Companies making cybersecurity a greater priority, but hackers may still be gaining

Libicki and Ablon say several of the study’s findings surprised them. They found that it was the effect of a cyberattack on reputation — rather than direct costs — that worried most chief information security officers. It matters less what actual data is affected than the fact that any data is put at risk.

However, the process of estimating those losses is not particularly comprehensive, and the ability to understand and articulate an organization’s risk from network penetrations in a standard and consistent manner does not exist — and may not exist for the foreseeable future.

RAND created a framework that portrays the struggle of organizations to minimize the cost arising from insecurity in cyberspace over a 10-year period. Those costs include the losses from cyberattack, the direct costs of training users, and the direct cost of buying and using cyber safety tools.

Additional costs also must be factored in, including the indirect costs associated with restrictions on employees using their personal devices on company networks and the indirect costs of air-gapping — ensuring a computer network is physically isolated from unsecure networks. This is particularly true for sensitive sub-networks.

The RAND study includes recommendations for both organizations and policymakers. Organizations need to determine what needs to be protected and how badly, including what machines are on a company’s network, what applications are running and what privileges have been established. Employees’ desire to bring their own devices and connect them to the company network also can increase vulnerabilities.

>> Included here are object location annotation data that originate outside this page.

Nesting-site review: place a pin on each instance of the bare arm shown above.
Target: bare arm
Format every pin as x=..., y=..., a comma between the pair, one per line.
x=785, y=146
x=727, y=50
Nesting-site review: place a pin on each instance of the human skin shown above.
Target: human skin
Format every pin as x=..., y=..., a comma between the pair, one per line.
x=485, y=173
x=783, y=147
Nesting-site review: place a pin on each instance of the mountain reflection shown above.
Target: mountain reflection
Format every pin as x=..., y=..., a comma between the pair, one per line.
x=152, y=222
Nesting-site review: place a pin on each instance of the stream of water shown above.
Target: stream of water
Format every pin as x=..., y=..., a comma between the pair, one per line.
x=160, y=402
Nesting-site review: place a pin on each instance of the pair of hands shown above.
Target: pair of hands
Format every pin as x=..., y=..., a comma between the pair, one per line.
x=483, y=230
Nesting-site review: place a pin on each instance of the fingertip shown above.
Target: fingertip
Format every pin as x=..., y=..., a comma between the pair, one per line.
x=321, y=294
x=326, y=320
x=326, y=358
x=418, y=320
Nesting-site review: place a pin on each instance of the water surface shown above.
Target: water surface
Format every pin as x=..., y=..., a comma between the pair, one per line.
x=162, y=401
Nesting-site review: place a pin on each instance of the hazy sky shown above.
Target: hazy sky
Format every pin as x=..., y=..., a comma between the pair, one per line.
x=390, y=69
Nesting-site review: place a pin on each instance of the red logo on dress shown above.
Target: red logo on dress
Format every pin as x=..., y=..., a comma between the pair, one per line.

Libicki said most of the chief information security officers who were interviewed were not interested in government efforts to improve cybersecurity. However, the RAND researchers believe government could play a useful role. For example, a government guide outlining how systems fail — similar to guides for aviation and medical fields — could help build a body of knowledge to help educate companies with the goal of developing higher levels of cybersecurity.

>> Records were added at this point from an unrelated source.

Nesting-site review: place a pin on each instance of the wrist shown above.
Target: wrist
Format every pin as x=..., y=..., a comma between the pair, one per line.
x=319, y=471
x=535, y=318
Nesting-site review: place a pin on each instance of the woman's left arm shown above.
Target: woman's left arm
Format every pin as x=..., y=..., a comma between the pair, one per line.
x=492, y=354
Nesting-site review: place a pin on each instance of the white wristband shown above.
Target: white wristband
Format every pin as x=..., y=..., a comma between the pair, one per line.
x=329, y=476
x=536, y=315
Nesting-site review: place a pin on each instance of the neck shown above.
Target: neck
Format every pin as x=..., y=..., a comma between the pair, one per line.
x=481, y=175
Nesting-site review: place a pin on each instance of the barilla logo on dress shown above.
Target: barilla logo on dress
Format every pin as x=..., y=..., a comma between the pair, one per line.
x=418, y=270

The study, The Defender’s Dilemma: Charting a Course Toward Cybersecurity, can be found at Timothy Webb also co-authored the report.

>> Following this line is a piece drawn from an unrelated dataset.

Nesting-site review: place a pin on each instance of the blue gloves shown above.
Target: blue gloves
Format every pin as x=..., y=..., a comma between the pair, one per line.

The release notes that support for the study was provided by Juniper Networks as part of a multiphase study on the future cybersecurity environment. The first study, Markets for Cybercrime Tools and Stolen Data: Hackers’ Bazaar, examined the cybercrime black markets.

The study was conducted within the Acquisition and Technology Policy Center of the RAND National Security Research Division. The division conducts research and analysis on defense and national security topics for the U.S. and allied defense, foreign policy, homeland security and intelligence communities and foundations and other nongovernmental organizations that support defense and national security analysis.